王の力

 ───ハーピィの討伐が終わり無事に帰還した宗十郎たちは、早速オルヴェリン中央丁にたくさんの羽根を納品した。そして待つことしばらくして、腕輪のようなものが渡される。

 亜人王城は幽斎の言うとおり絶海の孤島に位置しており、難攻不落の要塞と化していた。周囲にはトルネードが渦巻いており、船はおろか飛空船すら近づけない。渡り鳥すら近寄れない、まさに鉄壁である。

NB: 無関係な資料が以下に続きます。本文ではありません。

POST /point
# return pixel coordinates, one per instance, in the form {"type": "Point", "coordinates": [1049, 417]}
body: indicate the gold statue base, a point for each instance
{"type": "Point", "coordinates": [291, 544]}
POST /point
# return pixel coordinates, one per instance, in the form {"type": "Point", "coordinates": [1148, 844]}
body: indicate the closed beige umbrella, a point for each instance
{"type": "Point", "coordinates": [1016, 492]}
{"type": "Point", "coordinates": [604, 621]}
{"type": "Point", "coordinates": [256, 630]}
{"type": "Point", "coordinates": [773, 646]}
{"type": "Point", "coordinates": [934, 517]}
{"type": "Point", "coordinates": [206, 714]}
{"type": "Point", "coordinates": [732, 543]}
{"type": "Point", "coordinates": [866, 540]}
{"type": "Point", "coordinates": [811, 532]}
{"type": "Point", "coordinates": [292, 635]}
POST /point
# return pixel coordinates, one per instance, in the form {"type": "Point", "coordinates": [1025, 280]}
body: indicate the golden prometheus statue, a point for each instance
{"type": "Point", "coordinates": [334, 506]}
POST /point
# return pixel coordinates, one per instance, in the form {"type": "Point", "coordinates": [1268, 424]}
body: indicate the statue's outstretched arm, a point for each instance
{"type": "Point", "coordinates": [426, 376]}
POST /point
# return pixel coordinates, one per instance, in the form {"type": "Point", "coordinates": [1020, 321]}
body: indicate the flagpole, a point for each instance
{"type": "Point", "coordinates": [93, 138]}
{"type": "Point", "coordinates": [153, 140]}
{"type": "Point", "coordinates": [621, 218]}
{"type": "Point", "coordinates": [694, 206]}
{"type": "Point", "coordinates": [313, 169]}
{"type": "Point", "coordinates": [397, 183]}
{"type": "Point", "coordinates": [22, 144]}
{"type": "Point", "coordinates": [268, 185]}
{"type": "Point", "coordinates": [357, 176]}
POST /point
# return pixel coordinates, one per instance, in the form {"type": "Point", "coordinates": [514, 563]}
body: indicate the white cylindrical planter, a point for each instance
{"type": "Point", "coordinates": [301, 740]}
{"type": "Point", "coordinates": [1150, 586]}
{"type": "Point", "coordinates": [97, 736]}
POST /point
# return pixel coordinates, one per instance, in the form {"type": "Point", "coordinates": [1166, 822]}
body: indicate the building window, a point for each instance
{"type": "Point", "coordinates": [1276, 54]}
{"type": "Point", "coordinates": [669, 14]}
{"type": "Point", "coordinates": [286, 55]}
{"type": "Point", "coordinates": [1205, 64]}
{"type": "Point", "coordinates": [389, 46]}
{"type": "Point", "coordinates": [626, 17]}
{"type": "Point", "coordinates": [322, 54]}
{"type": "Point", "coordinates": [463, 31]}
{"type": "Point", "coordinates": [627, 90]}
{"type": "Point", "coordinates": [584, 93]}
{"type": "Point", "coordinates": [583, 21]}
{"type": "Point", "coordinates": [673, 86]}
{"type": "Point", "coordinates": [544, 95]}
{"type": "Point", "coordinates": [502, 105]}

 そこでハーピィの魔力が宿った腕輪である。一時的に浮遊させるだけでなく、嵐をも中和し無効にする魔導具。ハーピィの特性を最大限に活かしたものである!

 宗十郎たちは何事もなく空から亜人王城のある孤島へと忍び込むことに成功した。だが着陸と同時に腕輪は粉砕!やはりというか強力な魔術に耐えきれず破壊したのだ。


 「む……まぁあまり気にする必要はないか……しかし……」


 奇妙であった。多数の兵が詰めているものだと思ったのに、誰もいない。


 「も、もしや師匠は亜人王の軍隊全てを皆殺しにしたのですか!?」

 「い、いや……儂も知らん……そもそも儂の身体を変えたのは……亜人王じゃ……」


 流石に良心の呵責か、自分が殺し尽くしたのだとは言い切れなかった。言えば愛弟子ポイントの獲得間違いないと確信はしていたが、流石に虚偽の戦果を報告するのはバレた時の失望が大きすぎるのだ!幽斎の中で揺れる天秤は、真実を告げることに傾いた!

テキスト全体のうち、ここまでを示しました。